Hoping To Boost Student Life, SMU Brings Sophomores On Campus | KERA News

Hoping To Boost Student Life, SMU Brings Sophomores On Campus

Dec 8, 2014

Sophomores at Southern Methodist University have a new rule this year: they’re required to live on campus along with the freshmen. To make room for all these students, the university has built five new dorms and is renovating more.

Traci Tyson from Plano recently shared a meal with a friend and checked out the parade of people she lives with.  

“I’m really excited to be in one of the new dorms because they’re really, really nice,” she said.

For $147 million, they should be nice. Every detail of the new dorms and dining hall is designed to bring the students together.

Julie Wiksten, an associate vice president, points out the 85 power outlets in the dining hall.

“We want people to feel like they can come hang," she said. "If they want to recharge their phones or recharge their laptop, they have the ability to do that."

The school hopes the students will meet up for late-night milkshakes and study groups and capture the flag – hoping they become friends with each other. It’s more of a challenge at college than you’d think. Young people are generally buried in their smartphones or chatting via Skype with their high school friends back home rather than meeting new people in their dorm.

Live at the college, and your life is the college

Brian Bridges is a researcher on what makes students successful in college, and finds that having friends on campus is huge. It’s all about building a community where you belong.

“They not only study together, but they build stronger ties to the community when they’re hanging out in this lounge area, or when they’re charging their phones,” Bridges said.

Bridges did this research when he was at the National Survey of Student Engagement. Now he’s a vice president with the United Negro College Fund. His data suggest that students who live on campus, even by force, feel more like college students and are more likely to graduate on time than the off-campus crowd. At Harvard, a whopping 97 percent of students live on campus. At Yale, 87 percent live on campus. At Columbia, it’s 94 percent.

“Students don’t have to go anywhere else to find entertainment, or to get their studies done, because their colleagues in their classes live down the hall or on the other side of the building,” Bridges said.

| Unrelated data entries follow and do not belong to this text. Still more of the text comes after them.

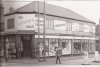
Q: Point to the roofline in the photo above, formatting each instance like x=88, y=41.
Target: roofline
x=47, y=15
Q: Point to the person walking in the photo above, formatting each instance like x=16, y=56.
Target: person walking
x=58, y=54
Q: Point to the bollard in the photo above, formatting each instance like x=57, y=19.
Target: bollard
x=85, y=58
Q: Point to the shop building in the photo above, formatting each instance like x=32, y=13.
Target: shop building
x=63, y=27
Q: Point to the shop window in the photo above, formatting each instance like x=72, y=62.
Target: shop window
x=10, y=23
x=64, y=44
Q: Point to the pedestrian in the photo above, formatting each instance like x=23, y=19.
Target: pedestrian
x=38, y=54
x=58, y=51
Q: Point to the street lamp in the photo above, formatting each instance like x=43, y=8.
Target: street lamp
x=44, y=33
x=38, y=34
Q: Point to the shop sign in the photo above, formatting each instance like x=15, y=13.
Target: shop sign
x=86, y=28
x=75, y=27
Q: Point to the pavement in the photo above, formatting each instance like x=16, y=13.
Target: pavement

SMU cited this research when building these new dorms. There are positive signs that the investment could be worthwhile. Wake Forest University in North Carolina built new dorms and required more students to live in them last year, and has seen the campus activities flourish.

“Early returns are that we’ve accomplished what we were looking for,” said Donna McGalliard, dean of residence life and housing at Wake Forest. Only seniors at Wake Forest can live off campus. This year, most are staying on campus with everyone else.

“Every moment is touched by what they experience on the campus. And I do think colleges and universities are seeing a benefit of that,” McGalliard said.

Three years are required on campus at Duke; four years at Vanderbilt. SMU is looking at an elite club, and trying to get a ranking with the top 50 universities in the country.

Improving the food -- and dorm life

SMU may have to work to change the perception of on-campus living. Senior Spencer Ramsey explained why he shares an apartment with friends in the Knox-Henderson neighborhood of Dallas rather than living in the dorms.

“Once people know they can move off campus, they’ll look forward to it,” he said. “You can see it as a reward, that you’ve done your time.”

SMU hopes that good food and beautiful Georgian buildings can make on campus living less dorky and more grown up. It’s certainly got a grown-up price tag – add tuition to room and board, and freshmen and sophomores at SMU are paying more than $60,000 a year.

Amid a building boom, budget cuts

The SMU building boom comes as the university looks to cut $35 million in annual operating expenses. The university says most of that will be "reallocated to academic purposes," although it acknowledges some positions will be eliminated. 

SMU is also in the middle of a $1 billion fundraising campaign. Monetary gifts to the university help fund facilities, as well as new faculty positions, academic programs and scholarships. Those campaign gifts don't cover annual operating expenses, the university says. 

"As noted by Moody's in its latest rating analysis, expenditures to expand national prominence 'will enhance the competitive draw of the University' going forward,'" SMU president Gerald R. Turner wrote in a letter over the weekend to SMU alumni and parents.